The second paragraph currently reads as follows:

    Range lists are contained in a separate object file section
    called .debug_ranges. A range list is indicated by a
    DW_AT_ranges attribute whose value is represented as an
    offset from the beginning of the .debug_ranges section to the
    beginning of the range list.

At the end of this paragraph, add the following sentences:

    If the current compilation unit contains a DW_AT_ranges_base
    attribute, the value of that attribute establishes a base
    offset within the .debug_ranges section for the compilation
    unit. The offset given by the DW_AT_ranges attribute is
    relative to that base.

Section 3.1.1 ("Normal and Partial Compilation Unit Entries")

In the numbered list introduced by "Compilation unit entries may
have the following attributes:", add the following item:

    14. A DW_AT_ranges_base attribute, whose value is a reference.
        This attribute points to the beginning of the compilation
        unit's contribution to the .debug_ranges section.
        References to range lists (using DW_FORM_sec_offset)
        within the compilation unit must be interpreted as
        offsets relative to this base.

Section 7.5.4 ("Attribute Encodings")

In Figure 20, add the following row to the table:

    Attribute name            Value    Classes
    --------------            -----    -------
    DW_AT_ranges_base         [TBA]    rangelistptr

Appendix A ("Attributes by Tag Value")

In Figure 42, in the table entries for DW_TAG_compile_unit and
DW_TAG_partial_unit, add DW_AT_ranges_base.

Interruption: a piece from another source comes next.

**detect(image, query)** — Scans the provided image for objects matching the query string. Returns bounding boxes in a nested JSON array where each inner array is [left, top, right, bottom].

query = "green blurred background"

In Chapter 7, add a new section after Section 7.24:

7.xx Range List Table

    Each set of entries in the address table contained in
    the .debug_ranges section begins with a header containing:

        1.  unit_length (initial length)
            A 4-byte or 12-byte length containing the length of
            the set of entries for this compilation unit, not
            including the length field itself. In the 32-bit
            DWARF format, this is a 4-byte unsigned integer
            (which must be less than 0xfffffff0); in the 64-bit
            DWARF format, this consists of the 4-byte value
            0xffffffff followed by an 8-byte unsigned integer
            that gives the actual length (see Section 7.4).

        2.  version (uhalf)
            A 2-byte version identifier containing the value 1
            (see Appendix F).

        3.  address_size (ubyte)
            A 1-byte unsigned integer containing the size in
            bytes of an address (or the offset portion of an
            address for segmented addressing) on the target
            system.

        4.  segment_size (ubyte)
            A 1-byte unsigned integer containing the size in
            bytes of a segment selector on the target system.

    This header is followed by a series of range list entries as
    described in Section 2.17.3. The segment size is given by the
    segment_size field of the header, and the address size is
    given by the address_size field of the header. If the
    segment_size field in the header is zero, the segment
    selector is omitted from the range list entries.

    The DW_AT_ranges_base attribute must point to the first entry
    following the header. The entries are referenced by a byte
    offset relative to this base address.

Appendix A ("Attributes by Tag Value")

In Figure 42, in the table entries for DW_TAG_compile_unit and
DW_TAG_partial_unit, add DW_AT_ranges_base.

Appendix F ("DWARF Section Version Numbers")

In Figure 97, replace the row for .debug_ranges with the
following:

    Section Name      V2    V3    V4    V5
    ------------      --    --    --    --
    .debug_ranges      x     x     x     5


---
Accepted 3/19/2013
Revised 5/26/2013:  Added section header.